Открылась магу и еще одна тайна — тайна его собственного предназначения. Тайна столь огромная, что он едва не застонал, осознав всю ее глубину.
— Мне, —
Боль туманила разум мага. Но картины, встающие перед его мысленным взором, были более чем отчетливы. В них он видел прекрасную, полную сил женщину, царствующую мудро и справедливо, страну, возрожденную ее неустанными трудами. И себя… играющего в дворцовом парке с малышами.
— Она будет моей тайной женой… Владычицей и повелительницей моей жизни… Ее имя…
И сердце подсказало ответ:
— Мать зовет ее Гемлатой… [2]
Приступ боли быль столь силен, что сознание мага покинуло его. Но где-то в глубинах разума осталось предвкушение дня, когда он встретит удивительную девушку-воительницу, которая сможет взойти на трон его страны, избавив ее от долгого и тягостного царствования полубезумного деспота.
— Гемлата… — прошептали запекшиеся губы мага.
2
Приносящая золото ( санскр.).
Макама двенадцатая
— И ты сразу запомнила эти имена, девочка?
— Да, — кивнула Алмас. — Они почему-то сразу запали мне в душу. Более того, иногда я произношу их вслух. И тогда мой муж рассказывает мне о поисках этой Гемлаты так, словно он сам участвует в них…
— Сам участвует… — задумчиво повторила Хатидже. — Как странно… Джишнукарма и Гемлата…
Алмас удивленно смотрела в лицо слепой колдуньи.
«Почему ее так поразили эти чужеземные имена? Что в них такого волшебного? Быть может, эти имена нашептал мужу Иблис? И мои опасения, увы, чистая правда?»

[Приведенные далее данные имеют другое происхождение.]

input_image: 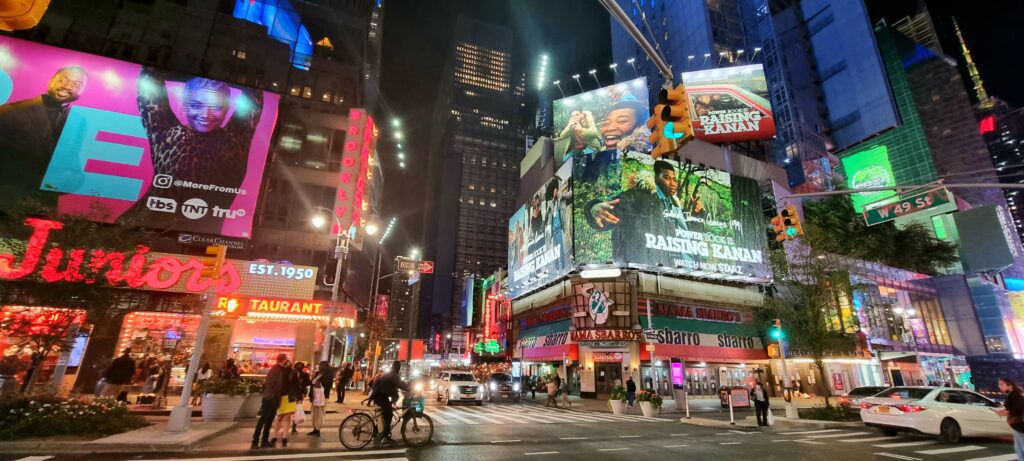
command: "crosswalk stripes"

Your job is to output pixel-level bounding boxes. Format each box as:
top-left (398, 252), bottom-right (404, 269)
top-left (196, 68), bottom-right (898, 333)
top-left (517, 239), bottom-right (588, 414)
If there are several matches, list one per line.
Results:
top-left (778, 429), bottom-right (842, 435)
top-left (873, 441), bottom-right (938, 448)
top-left (804, 431), bottom-right (871, 439)
top-left (915, 445), bottom-right (986, 455)
top-left (838, 436), bottom-right (897, 443)
top-left (771, 429), bottom-right (1015, 461)
top-left (419, 404), bottom-right (672, 426)
top-left (964, 454), bottom-right (1018, 461)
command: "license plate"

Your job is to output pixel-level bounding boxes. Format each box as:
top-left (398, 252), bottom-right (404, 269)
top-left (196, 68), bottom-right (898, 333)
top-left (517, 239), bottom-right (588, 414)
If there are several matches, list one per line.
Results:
top-left (877, 406), bottom-right (889, 414)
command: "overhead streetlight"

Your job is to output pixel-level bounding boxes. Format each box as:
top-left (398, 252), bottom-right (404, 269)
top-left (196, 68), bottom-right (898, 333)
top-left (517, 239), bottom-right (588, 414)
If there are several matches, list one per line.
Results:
top-left (311, 214), bottom-right (327, 229)
top-left (751, 47), bottom-right (762, 61)
top-left (687, 55), bottom-right (695, 68)
top-left (394, 131), bottom-right (403, 140)
top-left (588, 69), bottom-right (600, 87)
top-left (626, 57), bottom-right (638, 76)
top-left (409, 247), bottom-right (421, 260)
top-left (553, 80), bottom-right (565, 97)
top-left (391, 119), bottom-right (401, 128)
top-left (365, 222), bottom-right (379, 236)
top-left (718, 50), bottom-right (728, 65)
top-left (572, 73), bottom-right (583, 92)
top-left (703, 52), bottom-right (711, 67)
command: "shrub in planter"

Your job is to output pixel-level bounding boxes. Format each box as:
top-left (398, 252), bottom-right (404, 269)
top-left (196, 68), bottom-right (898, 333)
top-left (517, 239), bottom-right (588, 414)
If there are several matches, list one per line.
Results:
top-left (237, 378), bottom-right (265, 418)
top-left (198, 378), bottom-right (249, 421)
top-left (637, 389), bottom-right (663, 416)
top-left (0, 395), bottom-right (148, 440)
top-left (608, 386), bottom-right (627, 414)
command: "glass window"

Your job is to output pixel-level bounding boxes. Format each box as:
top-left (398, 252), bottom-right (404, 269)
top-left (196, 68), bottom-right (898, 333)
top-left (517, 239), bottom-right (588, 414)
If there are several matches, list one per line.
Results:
top-left (289, 85), bottom-right (301, 96)
top-left (875, 387), bottom-right (932, 400)
top-left (321, 90), bottom-right (332, 102)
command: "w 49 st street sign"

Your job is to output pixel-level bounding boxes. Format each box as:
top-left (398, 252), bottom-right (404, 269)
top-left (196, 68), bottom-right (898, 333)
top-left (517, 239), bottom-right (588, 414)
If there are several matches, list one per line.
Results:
top-left (863, 187), bottom-right (950, 226)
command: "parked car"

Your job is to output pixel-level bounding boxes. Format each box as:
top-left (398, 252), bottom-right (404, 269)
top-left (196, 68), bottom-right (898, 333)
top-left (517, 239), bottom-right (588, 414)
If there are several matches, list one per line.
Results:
top-left (436, 371), bottom-right (484, 405)
top-left (860, 386), bottom-right (1010, 443)
top-left (485, 372), bottom-right (521, 403)
top-left (839, 386), bottom-right (889, 413)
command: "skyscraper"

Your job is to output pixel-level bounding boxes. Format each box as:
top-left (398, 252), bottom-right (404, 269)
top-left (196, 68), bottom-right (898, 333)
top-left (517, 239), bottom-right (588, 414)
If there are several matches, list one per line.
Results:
top-left (423, 17), bottom-right (521, 337)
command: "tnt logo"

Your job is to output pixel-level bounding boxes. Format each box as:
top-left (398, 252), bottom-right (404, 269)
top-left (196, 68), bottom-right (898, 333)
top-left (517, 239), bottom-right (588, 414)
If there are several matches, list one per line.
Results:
top-left (146, 196), bottom-right (177, 213)
top-left (181, 198), bottom-right (209, 219)
top-left (212, 206), bottom-right (247, 219)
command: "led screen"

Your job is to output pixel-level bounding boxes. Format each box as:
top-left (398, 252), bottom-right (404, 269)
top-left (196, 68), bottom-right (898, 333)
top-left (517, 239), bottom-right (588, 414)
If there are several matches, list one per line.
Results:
top-left (508, 161), bottom-right (573, 297)
top-left (681, 64), bottom-right (775, 143)
top-left (841, 144), bottom-right (897, 213)
top-left (552, 77), bottom-right (651, 164)
top-left (573, 151), bottom-right (769, 281)
top-left (0, 36), bottom-right (280, 238)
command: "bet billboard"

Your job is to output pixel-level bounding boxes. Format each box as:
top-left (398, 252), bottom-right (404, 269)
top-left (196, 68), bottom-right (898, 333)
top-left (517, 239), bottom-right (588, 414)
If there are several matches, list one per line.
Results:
top-left (680, 64), bottom-right (775, 143)
top-left (552, 77), bottom-right (651, 163)
top-left (573, 151), bottom-right (769, 281)
top-left (0, 36), bottom-right (280, 238)
top-left (508, 161), bottom-right (573, 297)
top-left (841, 144), bottom-right (897, 213)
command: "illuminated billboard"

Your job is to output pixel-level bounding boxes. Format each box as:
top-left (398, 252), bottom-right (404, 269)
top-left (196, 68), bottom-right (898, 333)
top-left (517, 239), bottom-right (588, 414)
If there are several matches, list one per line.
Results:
top-left (573, 151), bottom-right (769, 281)
top-left (680, 64), bottom-right (775, 143)
top-left (0, 36), bottom-right (280, 238)
top-left (552, 77), bottom-right (651, 163)
top-left (334, 108), bottom-right (377, 235)
top-left (508, 161), bottom-right (573, 297)
top-left (841, 144), bottom-right (897, 212)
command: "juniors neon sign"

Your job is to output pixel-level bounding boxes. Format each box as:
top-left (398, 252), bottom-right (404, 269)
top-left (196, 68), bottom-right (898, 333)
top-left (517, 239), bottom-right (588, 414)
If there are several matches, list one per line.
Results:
top-left (0, 218), bottom-right (241, 294)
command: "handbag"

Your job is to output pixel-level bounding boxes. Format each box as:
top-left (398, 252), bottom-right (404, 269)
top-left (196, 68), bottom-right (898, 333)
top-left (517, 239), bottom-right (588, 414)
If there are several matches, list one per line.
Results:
top-left (312, 385), bottom-right (326, 406)
top-left (292, 401), bottom-right (306, 425)
top-left (767, 408), bottom-right (775, 426)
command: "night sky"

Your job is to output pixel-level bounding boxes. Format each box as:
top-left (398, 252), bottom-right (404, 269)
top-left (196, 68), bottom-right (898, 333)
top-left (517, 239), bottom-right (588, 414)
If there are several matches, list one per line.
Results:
top-left (375, 0), bottom-right (1024, 257)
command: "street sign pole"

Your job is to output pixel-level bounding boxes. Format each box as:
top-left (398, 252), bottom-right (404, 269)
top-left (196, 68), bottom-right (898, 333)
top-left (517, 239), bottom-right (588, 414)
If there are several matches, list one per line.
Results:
top-left (778, 337), bottom-right (799, 420)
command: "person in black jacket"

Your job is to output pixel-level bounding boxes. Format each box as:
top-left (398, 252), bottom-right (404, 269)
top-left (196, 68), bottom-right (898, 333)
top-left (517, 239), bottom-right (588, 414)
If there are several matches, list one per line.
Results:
top-left (369, 361), bottom-right (411, 446)
top-left (626, 376), bottom-right (637, 408)
top-left (291, 362), bottom-right (311, 435)
top-left (751, 382), bottom-right (771, 427)
top-left (996, 377), bottom-right (1024, 459)
top-left (102, 348), bottom-right (136, 401)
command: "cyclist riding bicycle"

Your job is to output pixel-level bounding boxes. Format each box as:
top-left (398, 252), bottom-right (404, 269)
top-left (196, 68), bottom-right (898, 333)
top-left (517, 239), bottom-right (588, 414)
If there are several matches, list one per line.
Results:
top-left (367, 361), bottom-right (411, 445)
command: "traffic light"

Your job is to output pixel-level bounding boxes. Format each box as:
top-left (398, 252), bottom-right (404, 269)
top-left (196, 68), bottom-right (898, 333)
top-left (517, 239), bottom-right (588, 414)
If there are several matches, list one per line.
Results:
top-left (200, 245), bottom-right (227, 278)
top-left (767, 344), bottom-right (781, 359)
top-left (647, 83), bottom-right (695, 159)
top-left (770, 318), bottom-right (784, 340)
top-left (771, 204), bottom-right (804, 241)
top-left (771, 213), bottom-right (787, 242)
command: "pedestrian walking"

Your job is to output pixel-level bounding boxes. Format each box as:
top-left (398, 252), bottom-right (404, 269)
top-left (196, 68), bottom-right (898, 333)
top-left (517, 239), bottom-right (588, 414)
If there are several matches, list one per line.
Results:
top-left (190, 362), bottom-right (213, 406)
top-left (292, 362), bottom-right (311, 435)
top-left (546, 379), bottom-right (558, 407)
top-left (306, 364), bottom-right (328, 437)
top-left (251, 353), bottom-right (288, 449)
top-left (269, 357), bottom-right (300, 447)
top-left (318, 361), bottom-right (336, 401)
top-left (219, 358), bottom-right (241, 380)
top-left (336, 364), bottom-right (354, 403)
top-left (751, 381), bottom-right (771, 427)
top-left (996, 377), bottom-right (1024, 460)
top-left (529, 375), bottom-right (536, 399)
top-left (626, 376), bottom-right (637, 408)
top-left (102, 348), bottom-right (136, 401)
top-left (560, 379), bottom-right (571, 408)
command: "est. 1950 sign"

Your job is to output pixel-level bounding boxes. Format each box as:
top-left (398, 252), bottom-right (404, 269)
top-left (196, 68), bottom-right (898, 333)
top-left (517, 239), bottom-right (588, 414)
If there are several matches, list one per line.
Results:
top-left (863, 188), bottom-right (950, 226)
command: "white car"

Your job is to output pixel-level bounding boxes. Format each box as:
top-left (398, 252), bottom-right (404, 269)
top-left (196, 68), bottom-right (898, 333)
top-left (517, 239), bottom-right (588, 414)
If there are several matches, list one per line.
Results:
top-left (436, 371), bottom-right (484, 405)
top-left (860, 386), bottom-right (1010, 443)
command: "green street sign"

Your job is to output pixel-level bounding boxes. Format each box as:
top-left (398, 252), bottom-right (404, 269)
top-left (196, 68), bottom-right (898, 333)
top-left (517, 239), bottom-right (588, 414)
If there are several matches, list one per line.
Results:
top-left (863, 187), bottom-right (950, 226)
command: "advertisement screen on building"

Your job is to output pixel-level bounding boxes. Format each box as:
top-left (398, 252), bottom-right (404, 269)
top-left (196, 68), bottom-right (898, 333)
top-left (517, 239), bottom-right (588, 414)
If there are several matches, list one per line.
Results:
top-left (552, 77), bottom-right (651, 164)
top-left (680, 64), bottom-right (775, 143)
top-left (841, 144), bottom-right (897, 213)
top-left (0, 36), bottom-right (280, 238)
top-left (508, 161), bottom-right (573, 297)
top-left (573, 151), bottom-right (769, 281)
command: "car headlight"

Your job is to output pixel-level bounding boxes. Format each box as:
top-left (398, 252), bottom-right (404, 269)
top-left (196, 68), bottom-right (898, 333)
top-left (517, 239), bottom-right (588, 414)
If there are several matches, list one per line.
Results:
top-left (490, 382), bottom-right (497, 391)
top-left (513, 383), bottom-right (521, 391)
top-left (451, 385), bottom-right (459, 394)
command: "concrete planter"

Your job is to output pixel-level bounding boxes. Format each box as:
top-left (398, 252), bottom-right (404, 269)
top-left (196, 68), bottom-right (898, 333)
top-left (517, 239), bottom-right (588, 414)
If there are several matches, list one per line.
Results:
top-left (201, 394), bottom-right (245, 421)
top-left (609, 400), bottom-right (626, 414)
top-left (0, 375), bottom-right (19, 398)
top-left (237, 393), bottom-right (262, 418)
top-left (640, 401), bottom-right (660, 417)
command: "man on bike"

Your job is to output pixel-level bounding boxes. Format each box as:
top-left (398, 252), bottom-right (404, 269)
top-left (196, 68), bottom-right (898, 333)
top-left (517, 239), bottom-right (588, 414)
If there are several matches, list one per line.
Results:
top-left (368, 361), bottom-right (410, 445)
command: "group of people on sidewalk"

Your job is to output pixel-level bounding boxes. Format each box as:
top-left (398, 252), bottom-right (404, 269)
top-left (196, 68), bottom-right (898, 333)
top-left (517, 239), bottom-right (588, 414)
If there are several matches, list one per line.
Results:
top-left (247, 356), bottom-right (363, 449)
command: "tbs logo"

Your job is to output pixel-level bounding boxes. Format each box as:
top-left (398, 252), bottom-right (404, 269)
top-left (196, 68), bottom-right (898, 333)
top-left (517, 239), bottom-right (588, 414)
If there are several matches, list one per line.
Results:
top-left (146, 197), bottom-right (177, 213)
top-left (181, 198), bottom-right (209, 219)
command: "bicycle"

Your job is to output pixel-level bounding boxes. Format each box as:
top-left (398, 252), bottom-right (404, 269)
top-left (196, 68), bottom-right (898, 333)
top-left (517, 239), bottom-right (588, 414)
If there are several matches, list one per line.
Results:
top-left (338, 392), bottom-right (433, 449)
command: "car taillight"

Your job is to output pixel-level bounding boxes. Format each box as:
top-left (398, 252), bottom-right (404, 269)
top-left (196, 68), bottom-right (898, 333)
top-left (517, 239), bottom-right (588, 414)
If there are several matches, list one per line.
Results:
top-left (839, 396), bottom-right (850, 404)
top-left (860, 402), bottom-right (873, 409)
top-left (892, 404), bottom-right (927, 413)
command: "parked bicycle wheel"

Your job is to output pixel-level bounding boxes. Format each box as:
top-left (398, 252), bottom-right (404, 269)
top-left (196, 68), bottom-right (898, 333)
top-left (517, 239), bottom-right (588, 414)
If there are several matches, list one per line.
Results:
top-left (339, 412), bottom-right (375, 450)
top-left (401, 412), bottom-right (433, 447)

Голос колдуньи прервал панические мысли жены башмачника.
— Некогда в далеком княжестве действительно жил маг и колдун с таким именем, девочка. Известно, что он много лет служил глупому и деспотичному магарадже до того самого дня, когда озарение не сошло на его душу. Предание гласит, что он странствовал в поисках девушки по имени Гемлата долгих одиннадцать лет. И, найдя ее, почти выкрал из войска неведомого царя и привез к себе на родину, уставшую от странных причуд властителя…
— Так, выходит, все это правда? И мой Маруф просто некогда услышал это предание? Какое счастье!
— Вот только предание это
Алмас лишь пожала плечами. Горло саднило от долгого рассказа, и она с видимым удовольствием сделала несколько глотков ароматного сока.
— Теперь, Алмас, я понимаю, почему так сердита твоя матушка.
— Правда? Объясни мне, добрая Хатидже. Ибо сердце мое изболелось — я не могу обидеть мать невниманием, не могу обидеть мужа, ибо он ничем не заслужил этого. А защищать его перед ней, а ее перед ним, становится с каждым днем все тяжелее.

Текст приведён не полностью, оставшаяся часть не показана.